PP PMKRI desak Kementerian ESDM usut tuntas dugaan penjualan 300.000 ton nikel milik Negara

PP PMKRI desak Kementerian ESDM usut tuntas dugaan penjualan 300.000 ton nikel milik Negara

BEKABAR.ID, JAMBI - Pengurus pusat Perhimpunan Mahasiswa Katolik Republik Indonesia (PP PMKRI), mendesak Kementerian Energi dan Sumber Daya Mineral (ESDM) untuk segera mengambil langkah tegas terkait dugaan penjualan 300 ribu ton biji nikel yang sebelumnya disita untuk negara. Perusahaan tambang yang diduga menjual biji nikel tersebut adalah PT Wana Kencana Mineral (WKM).

Presidium Gerakan Kemasyarakatan PP PMKRI Raymundus Yoseph Megu mengatakan , dugaan tersebut dilihat dari biji nikel yang dijual awalnya merupakan milik PT Kemakmuran Pertiwi Tambang (KPT). Namun, izin usaha pertambangan (IUP) PT KPT dicabut oleh Pemerintah Provinsi Maluku Utara dan dialihkan ke PT WKM. Konflik hukum antara kedua perusahaan ini berujung pada putusan Mahkamah Agung (MA) yang memenangkan PT WKM sebagai pemegang IUP yang sah.

Namun demikian , status hukum biji nikel yang telah disita negara masih menjadi tanda tanya besar dan perlu diklarifikasi oleh pihak berwenang,” ujar Raymundus, Sabtu (15/2).

Raymundus menjelaskan, terkait Laporan Hasil Verifikasi (LHV) menunjukkan bahwa pemerintah daerah diperkirakan mengalami kerugian hingga Rp30 miliar akibat dugaan penjualan biji nikel ini. Selain itu, PT WKM juga diduga belum memenuhi kewajibannya dalam menyetor dana jaminan reklamasi selama empat tahun (2018-2022). Dari total kewajiban sebesar Rp13,45 miliar, perusahaan ini baru menyetor Rp 124 juta pada tahun 2018.

β€œHal ini menimbulkan kekhawatiran terkait komitmen PT WKM dalam menjaga lingkungan pasca-penambangan,” tegas Raymundus.

Menurutnya, kasus ini terkait erat dengan berbagai regulasi yang mengatur sektor pertambangan. Berdasarkan UU No. 3 Tahun 2020 tentang Pertambangan Mineral dan Batubara, Pasal 158 menyebutkan bahwa setiap orang yang melakukan penambangan tanpa izin dapat dikenakan pidana hingga lima tahun dan denda maksimal Rp100 miliar, sedangkan Pasal 161 menegaskan bahwa pihak yang menampung atau menjual mineral ilegal juga dapat dipidana.

Selain itu, PP No. 96 Tahun 2021 mengatur dalam Pasal 107 bahwa IUP yang dicabut tidak boleh digunakan untuk penjualan sebelum ada ketetapan baru dari pemerintah, serta Pasal 187 yang menyebutkan sanksi administratif bagi perusahaan yang tidak memenuhi kewajiban reklamasi dan pasca-tambang.
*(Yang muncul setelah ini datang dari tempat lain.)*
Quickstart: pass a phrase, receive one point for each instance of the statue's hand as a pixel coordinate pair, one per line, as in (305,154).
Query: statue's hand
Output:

Sementara itu, Permen ESDM No. 26 Tahun 2018 mengatur dalam Pasal 63 bahwa setiap perusahaan tambang wajib menyediakan dan menyetor dana jaminan reklamasi sesuai ketentuan.

Menyambung pernyataan Raymondus, Parlin Sihaloho yang juga Sebagai Ketua lembaga ESDM menyampaikan bahwa "Kami meminta sikap tegas dari Kementerian ESDM untuk segera melakukan investigasi menyeluruh terkait kasus ini, memastikan transparansi dalam proses penyelidikan, dan memberikan sanksi tegas jika ditemukan pelanggaran,” tegasnya.Kita tidak bisa lagi membiarkan kegiatan penambangan yang tidak bertanggung jawab dan tidak transparan merusak lingkungan dan mengancam keberlangsungan hidup masyarakat lokal. Oleh karena itu, kita menuntut Kementerian ESDM untuk:

1. Segera menyelidiki dan mengungkapkan kebenaran tentang dugaan penjualan biji nikel milik negara.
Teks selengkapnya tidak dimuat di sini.